This was the second time I have read The Trial. Not surprising, it was just as chaotic and scrambled as I remembered it to be. Watching Welles’s version in comparison made the book is even more scattered. A big difference I saw between the two versions was the setting used. Setting plays a big part in Welles’s movies. “Citizen Kane”, for example, opens with a sequence of towering gates and walls and fences. With each cut of the film, the camera pans closer and closer to a massive house-well, more of a castle than anything. It’s the same case in “The Trial”. The size of the rooms compared to the size of K. play a large roll in the movie. For example, when K. is helping the friend of Miss Burstner he is trying hard to figure out the details of why Miss Burstner is leaving Mrs. Grubach’s household. The friend is not giving him a lot of details and he is very much left in the dark. They are walking through a desolate landscape that is wide open and completely abandoned. In contrast to the Trasher (Kafka, 58-63) scene, K. is in a much smaller area. He has full control of the situation because he is the one that brought it on. He is the one that ratted the men out at the hearing for trying to take his shirts and bribes (35). He is now stuck in a suffocating space that he cannot escape from. As the Thrasher begins to beat these men, K. finds himself in the middle of it and cannot leave the room without one of the men trying to escape with him. In the movie, it seems that when K. is in a situation that he doesn’t have a grasp on, the space around him is overbearing and almost too big. It’s as if the space is so expansive, he is more alienated than when he is crowded around a group of people, trying to take action.

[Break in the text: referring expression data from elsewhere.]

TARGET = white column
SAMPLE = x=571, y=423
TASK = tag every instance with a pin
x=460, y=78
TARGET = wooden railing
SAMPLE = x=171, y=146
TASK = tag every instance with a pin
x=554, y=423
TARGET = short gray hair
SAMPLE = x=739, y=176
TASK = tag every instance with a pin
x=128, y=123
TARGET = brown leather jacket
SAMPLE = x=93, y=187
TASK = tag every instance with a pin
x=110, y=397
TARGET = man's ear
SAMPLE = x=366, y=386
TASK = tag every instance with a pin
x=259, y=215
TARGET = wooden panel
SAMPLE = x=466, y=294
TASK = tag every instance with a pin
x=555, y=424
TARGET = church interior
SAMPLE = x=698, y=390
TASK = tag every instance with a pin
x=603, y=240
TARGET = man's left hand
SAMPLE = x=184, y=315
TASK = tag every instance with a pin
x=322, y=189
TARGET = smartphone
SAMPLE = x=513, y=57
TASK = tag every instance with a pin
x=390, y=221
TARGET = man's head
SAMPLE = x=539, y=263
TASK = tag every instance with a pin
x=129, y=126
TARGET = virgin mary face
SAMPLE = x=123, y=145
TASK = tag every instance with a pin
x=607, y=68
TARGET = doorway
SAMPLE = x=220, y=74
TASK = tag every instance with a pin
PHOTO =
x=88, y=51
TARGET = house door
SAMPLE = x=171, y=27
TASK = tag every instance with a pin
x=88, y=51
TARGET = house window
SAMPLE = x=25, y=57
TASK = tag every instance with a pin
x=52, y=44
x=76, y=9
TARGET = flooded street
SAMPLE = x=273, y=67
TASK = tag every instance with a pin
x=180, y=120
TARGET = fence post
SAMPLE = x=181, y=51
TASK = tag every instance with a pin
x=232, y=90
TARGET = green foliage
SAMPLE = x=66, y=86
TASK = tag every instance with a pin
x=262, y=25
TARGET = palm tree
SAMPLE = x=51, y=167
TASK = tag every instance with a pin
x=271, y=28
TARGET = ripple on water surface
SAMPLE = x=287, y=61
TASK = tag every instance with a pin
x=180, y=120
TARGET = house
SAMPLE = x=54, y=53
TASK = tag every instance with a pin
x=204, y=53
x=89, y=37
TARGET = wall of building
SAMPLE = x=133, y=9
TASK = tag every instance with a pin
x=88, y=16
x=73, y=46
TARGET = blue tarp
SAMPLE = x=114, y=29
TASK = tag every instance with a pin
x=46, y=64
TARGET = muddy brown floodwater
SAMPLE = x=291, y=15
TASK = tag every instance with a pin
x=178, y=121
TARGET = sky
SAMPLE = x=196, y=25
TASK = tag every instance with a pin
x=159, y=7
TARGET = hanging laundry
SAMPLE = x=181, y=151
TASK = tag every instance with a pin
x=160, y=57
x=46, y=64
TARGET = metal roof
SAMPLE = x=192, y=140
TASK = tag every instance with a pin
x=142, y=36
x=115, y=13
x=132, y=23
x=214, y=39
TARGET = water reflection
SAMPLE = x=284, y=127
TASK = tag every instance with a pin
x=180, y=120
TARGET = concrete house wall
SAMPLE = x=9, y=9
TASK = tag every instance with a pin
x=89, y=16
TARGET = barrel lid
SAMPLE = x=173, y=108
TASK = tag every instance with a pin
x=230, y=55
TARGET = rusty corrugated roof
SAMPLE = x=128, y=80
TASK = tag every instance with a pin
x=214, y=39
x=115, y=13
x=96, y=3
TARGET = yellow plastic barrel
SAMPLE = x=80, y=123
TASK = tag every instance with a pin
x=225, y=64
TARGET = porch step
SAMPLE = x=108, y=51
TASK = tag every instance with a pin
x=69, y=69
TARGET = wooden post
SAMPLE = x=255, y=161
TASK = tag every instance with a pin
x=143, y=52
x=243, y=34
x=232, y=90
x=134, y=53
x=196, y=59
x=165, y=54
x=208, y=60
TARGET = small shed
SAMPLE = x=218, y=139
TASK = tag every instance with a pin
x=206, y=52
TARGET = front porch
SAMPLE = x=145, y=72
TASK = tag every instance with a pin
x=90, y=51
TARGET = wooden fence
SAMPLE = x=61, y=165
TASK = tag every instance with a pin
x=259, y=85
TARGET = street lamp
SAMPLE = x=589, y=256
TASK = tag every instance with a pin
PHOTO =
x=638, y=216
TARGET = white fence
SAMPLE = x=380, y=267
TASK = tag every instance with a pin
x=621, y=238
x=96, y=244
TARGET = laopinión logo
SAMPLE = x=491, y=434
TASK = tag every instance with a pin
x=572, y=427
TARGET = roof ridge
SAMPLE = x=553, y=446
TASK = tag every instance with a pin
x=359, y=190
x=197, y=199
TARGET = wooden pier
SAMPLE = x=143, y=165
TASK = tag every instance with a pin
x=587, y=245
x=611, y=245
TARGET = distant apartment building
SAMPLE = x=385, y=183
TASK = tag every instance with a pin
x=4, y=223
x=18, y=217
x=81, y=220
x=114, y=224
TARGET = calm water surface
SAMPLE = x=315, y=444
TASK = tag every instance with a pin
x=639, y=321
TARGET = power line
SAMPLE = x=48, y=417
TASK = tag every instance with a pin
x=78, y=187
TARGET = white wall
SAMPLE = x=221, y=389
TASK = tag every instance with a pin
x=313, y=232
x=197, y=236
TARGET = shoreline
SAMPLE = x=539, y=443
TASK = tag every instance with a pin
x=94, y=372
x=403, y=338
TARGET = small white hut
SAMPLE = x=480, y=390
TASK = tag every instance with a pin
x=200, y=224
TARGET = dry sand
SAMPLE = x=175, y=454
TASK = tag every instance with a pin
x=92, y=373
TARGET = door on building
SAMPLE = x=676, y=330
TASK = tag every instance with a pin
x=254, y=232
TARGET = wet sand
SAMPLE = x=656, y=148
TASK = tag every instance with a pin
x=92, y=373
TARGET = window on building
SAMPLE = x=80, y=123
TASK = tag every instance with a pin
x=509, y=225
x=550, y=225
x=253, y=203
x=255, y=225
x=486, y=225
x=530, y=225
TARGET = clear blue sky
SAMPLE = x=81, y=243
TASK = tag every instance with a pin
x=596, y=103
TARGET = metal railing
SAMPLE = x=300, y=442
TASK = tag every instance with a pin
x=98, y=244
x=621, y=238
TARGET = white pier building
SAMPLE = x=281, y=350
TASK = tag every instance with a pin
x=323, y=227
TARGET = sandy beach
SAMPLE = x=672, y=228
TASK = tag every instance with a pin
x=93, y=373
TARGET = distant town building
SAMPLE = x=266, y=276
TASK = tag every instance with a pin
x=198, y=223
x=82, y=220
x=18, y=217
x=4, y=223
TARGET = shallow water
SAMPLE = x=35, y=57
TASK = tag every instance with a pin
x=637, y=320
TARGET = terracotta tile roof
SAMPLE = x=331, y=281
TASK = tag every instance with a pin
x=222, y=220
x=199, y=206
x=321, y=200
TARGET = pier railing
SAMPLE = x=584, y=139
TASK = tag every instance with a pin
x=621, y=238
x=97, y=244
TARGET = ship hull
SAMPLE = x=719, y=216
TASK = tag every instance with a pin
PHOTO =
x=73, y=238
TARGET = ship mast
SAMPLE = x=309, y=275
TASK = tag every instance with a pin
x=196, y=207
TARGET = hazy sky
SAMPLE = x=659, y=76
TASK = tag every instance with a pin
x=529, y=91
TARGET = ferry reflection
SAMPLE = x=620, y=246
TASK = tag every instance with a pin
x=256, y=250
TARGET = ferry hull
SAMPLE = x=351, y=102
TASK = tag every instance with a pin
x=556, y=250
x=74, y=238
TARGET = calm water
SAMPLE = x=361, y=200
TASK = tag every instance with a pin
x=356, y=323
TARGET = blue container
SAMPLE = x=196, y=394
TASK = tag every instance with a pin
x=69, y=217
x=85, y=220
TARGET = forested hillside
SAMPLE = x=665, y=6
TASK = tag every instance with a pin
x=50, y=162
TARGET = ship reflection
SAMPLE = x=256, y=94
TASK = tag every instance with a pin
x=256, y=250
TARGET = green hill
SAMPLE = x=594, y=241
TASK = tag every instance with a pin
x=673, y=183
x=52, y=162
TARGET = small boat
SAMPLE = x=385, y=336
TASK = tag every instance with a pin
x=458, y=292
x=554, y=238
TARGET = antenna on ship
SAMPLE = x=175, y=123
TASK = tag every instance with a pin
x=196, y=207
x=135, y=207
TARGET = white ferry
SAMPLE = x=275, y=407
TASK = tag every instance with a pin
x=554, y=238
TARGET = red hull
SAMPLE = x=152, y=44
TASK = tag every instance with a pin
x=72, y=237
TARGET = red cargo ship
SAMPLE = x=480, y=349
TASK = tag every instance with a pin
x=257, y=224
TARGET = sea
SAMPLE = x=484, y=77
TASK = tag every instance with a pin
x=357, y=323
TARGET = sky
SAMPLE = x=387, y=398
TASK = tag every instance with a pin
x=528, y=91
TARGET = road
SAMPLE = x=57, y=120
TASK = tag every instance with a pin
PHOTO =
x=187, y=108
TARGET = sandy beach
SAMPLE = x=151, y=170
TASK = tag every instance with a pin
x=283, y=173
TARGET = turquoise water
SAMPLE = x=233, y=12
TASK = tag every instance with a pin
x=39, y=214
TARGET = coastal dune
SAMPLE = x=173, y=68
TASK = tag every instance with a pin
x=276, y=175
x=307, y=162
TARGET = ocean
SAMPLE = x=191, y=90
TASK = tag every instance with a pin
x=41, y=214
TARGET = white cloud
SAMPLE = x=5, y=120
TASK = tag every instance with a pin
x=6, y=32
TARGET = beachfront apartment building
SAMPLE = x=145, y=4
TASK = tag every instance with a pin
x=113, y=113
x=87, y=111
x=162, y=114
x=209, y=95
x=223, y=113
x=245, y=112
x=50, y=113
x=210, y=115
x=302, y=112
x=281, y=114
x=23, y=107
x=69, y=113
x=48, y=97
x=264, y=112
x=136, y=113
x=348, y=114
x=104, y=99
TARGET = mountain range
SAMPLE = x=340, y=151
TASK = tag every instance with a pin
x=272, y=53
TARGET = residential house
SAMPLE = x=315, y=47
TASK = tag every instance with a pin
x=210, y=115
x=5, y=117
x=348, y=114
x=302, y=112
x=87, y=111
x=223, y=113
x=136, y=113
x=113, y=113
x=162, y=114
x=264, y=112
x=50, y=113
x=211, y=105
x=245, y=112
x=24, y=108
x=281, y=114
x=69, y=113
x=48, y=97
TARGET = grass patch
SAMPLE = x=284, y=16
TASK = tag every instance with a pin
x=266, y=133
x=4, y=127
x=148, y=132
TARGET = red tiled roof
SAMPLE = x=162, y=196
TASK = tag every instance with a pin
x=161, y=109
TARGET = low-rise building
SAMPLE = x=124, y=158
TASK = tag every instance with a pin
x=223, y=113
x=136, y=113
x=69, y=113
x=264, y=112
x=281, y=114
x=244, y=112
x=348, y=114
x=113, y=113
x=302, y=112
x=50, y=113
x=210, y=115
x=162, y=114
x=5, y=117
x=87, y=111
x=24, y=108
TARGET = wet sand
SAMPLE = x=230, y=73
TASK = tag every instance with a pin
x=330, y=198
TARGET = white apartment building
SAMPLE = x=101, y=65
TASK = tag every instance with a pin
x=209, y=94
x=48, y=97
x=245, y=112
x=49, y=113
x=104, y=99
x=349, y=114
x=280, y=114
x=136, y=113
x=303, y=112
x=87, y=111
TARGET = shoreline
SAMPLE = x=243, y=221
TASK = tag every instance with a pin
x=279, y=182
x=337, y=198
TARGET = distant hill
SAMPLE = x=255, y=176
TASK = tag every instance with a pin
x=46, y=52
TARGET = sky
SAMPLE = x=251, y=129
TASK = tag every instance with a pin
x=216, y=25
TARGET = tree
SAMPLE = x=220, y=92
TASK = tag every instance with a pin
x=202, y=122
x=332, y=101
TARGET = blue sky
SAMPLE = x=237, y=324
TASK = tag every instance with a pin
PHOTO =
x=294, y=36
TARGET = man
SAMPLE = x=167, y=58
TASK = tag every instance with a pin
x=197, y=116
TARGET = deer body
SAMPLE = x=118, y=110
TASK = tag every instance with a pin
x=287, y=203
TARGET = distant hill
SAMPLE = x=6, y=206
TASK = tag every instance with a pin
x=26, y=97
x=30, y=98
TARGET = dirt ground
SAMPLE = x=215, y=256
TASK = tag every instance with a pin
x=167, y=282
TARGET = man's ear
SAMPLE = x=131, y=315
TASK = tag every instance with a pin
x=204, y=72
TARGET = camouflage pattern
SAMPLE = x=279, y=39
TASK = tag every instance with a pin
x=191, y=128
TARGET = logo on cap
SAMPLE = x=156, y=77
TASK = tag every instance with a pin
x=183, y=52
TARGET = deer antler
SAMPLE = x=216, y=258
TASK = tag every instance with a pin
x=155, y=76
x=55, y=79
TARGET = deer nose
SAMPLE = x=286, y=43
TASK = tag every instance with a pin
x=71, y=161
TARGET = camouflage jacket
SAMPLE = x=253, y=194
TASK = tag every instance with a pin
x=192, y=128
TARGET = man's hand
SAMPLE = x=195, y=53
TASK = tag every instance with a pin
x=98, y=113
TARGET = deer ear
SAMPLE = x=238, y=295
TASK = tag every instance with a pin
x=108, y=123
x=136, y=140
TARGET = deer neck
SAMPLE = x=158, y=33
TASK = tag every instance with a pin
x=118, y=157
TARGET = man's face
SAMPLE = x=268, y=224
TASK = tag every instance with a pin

Another difference in the book and movie was the way K. entered the room for his first hearing. In the book, he is surrounded by people, asking if they know a carpenter named Lanz (30-1). After a while, the tenants begin following him up the stairs, trying to help him find the fictitious Lanz. When he reaches the woman doing her washing, she tells him the room he is supposed to go to. In the movie, he enters the building and is completely alone. The washer is there to tell him about the room but other than that, there are no tenants around. In this scene, Welles explores the element of alienation further by making K. feel as if he is all alone in this building, sparing the woman who barely speaks to him at all. This mirrors his situation because he is a guilty man and no one seems to sympathize with him. They are there but rather than helping him, they don’t seem to care much for what he is going through. K. is, like he is in the building, totally alone sans the people that are only there to conduct business.
This element of alienation compared to location is also seen in K.’s office. In the book, Kafka writes it as though K. has his own office and he can control who comes in and out. In the movie, his desk is one of many in a vast space. K. is going through his own trials and tribulations and even though he is in an expansive space filled with people, he is still alone in all of this.
Something else that popped out at me while comparing the text and movie actually has nothing to do with scene settings. It centers around the way K. carries himself. The scene where K. feels as though he is about to faint, and that young man helps him is very backwards (53). In the movie, K. becomes extremely discombobulated and that, mixed with the background music, makes the scene feel as disoriented and dazed as K. feels. While reading the book, K. seems calmed and collected. He is embarrassed because he needs help walking but it isn’t as disjointed as the movie plays it out to be. The same goes for the opening scene. In the book, K. is confused and aggravated but he carries himself calmly enough because he knows he has done nothing wrong. In the movie, he is nervous and agitated and almost paranoid when he is around these cops. To me, it all just seemed a little backwards, but that may have been the way I was reading it.